# Mad River Glen - 4/6/2007



## Greg (Apr 6, 2007)

*Date(s) Skied: *Friday, 4/6/2007, 9:30 am - 5:10 pm

*Resort or Ski Area: *Mad River Glen, Vermont

*Conditions: *POWDER! (14-18") Scrape underneath, mostly cloudy, no wind, snow showers late.

*Trip Report: *Joe and I amazingly ended up on 89 about a mile apart and checked into the Golden Lion shortly before 8 pm Thursday night. We met reefer and Chris who in the room next door and they told us of their awesome day at Sugarbush. I told them MRG was opening and they still seemed to lean towards Sugarbush for today. Joe and I were sleeping by 10:15.

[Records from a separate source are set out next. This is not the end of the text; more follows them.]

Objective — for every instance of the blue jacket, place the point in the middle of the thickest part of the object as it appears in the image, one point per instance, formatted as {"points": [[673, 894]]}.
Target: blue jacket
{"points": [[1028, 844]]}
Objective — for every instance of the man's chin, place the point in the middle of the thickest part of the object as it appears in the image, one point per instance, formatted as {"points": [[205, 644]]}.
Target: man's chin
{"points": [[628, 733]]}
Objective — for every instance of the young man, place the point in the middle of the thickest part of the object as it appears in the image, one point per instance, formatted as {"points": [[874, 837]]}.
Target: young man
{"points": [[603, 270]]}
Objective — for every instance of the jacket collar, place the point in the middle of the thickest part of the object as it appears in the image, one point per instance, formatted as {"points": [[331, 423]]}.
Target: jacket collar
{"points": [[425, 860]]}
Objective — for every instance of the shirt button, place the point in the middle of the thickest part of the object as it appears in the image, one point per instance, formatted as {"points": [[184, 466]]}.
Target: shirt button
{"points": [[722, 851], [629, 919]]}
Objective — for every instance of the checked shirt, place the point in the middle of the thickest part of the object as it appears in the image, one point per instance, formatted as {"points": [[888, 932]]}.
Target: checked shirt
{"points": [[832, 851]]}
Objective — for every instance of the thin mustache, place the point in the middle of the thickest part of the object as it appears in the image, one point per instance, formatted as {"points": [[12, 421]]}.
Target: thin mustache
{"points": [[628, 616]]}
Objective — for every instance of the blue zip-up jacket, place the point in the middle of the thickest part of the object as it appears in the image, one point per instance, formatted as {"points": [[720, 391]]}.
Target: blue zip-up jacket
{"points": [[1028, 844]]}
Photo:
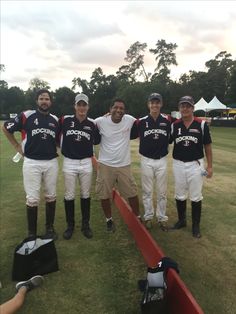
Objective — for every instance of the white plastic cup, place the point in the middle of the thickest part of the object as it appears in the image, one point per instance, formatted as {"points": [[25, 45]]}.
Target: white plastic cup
{"points": [[17, 157]]}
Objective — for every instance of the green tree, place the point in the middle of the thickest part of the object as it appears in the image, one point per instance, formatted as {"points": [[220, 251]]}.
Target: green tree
{"points": [[219, 74], [15, 100], [64, 100]]}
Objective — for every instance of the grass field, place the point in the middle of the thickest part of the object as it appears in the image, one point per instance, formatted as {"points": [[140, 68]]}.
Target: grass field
{"points": [[100, 275]]}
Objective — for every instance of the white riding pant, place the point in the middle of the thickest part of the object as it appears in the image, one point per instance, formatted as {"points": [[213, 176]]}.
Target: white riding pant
{"points": [[154, 171], [188, 179], [81, 169], [36, 172]]}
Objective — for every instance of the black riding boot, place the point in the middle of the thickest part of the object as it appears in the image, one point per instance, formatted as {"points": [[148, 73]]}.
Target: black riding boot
{"points": [[32, 214], [181, 209], [85, 211], [196, 217], [70, 218], [50, 215]]}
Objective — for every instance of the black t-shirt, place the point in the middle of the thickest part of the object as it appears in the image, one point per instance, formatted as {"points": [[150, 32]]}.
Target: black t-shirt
{"points": [[39, 133], [154, 136], [77, 138]]}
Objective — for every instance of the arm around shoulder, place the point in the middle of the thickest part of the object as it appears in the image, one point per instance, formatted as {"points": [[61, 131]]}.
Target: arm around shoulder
{"points": [[208, 153]]}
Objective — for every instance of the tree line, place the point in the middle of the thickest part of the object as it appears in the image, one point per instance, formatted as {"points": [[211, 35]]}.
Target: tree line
{"points": [[133, 84]]}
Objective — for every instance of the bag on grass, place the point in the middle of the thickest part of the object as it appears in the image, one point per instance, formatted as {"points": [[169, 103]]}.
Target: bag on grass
{"points": [[34, 257], [154, 288]]}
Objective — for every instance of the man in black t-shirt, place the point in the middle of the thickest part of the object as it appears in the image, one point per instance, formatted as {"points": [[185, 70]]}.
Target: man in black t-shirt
{"points": [[190, 136], [78, 134], [154, 134]]}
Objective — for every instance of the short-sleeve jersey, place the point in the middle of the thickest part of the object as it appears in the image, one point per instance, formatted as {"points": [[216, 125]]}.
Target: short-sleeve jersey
{"points": [[154, 136], [39, 133], [115, 140], [189, 142], [77, 138]]}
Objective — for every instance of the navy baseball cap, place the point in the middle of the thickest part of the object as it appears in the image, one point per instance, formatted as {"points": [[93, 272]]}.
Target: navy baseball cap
{"points": [[186, 99], [80, 97], [155, 96]]}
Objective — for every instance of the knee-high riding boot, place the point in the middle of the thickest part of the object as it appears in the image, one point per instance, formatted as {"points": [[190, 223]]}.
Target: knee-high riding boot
{"points": [[85, 211], [196, 217], [50, 215], [70, 218]]}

Got up early and leisurely got the day started. Headed to the office for breakfast around 8 am. Awesome blueberry pancakes (thanks Melinda!). Keith and Chris informed us they decided on MRG. I then got a call from bvibert who said he just got on 89! Way to go Brian making the drive up in the morning. We headed to the mountain and got in line for the Single around 9:20. It started loading at 9:30. Tons of new snow since Wednesday that nobody has skied yet. A legit 14" most places with more up top.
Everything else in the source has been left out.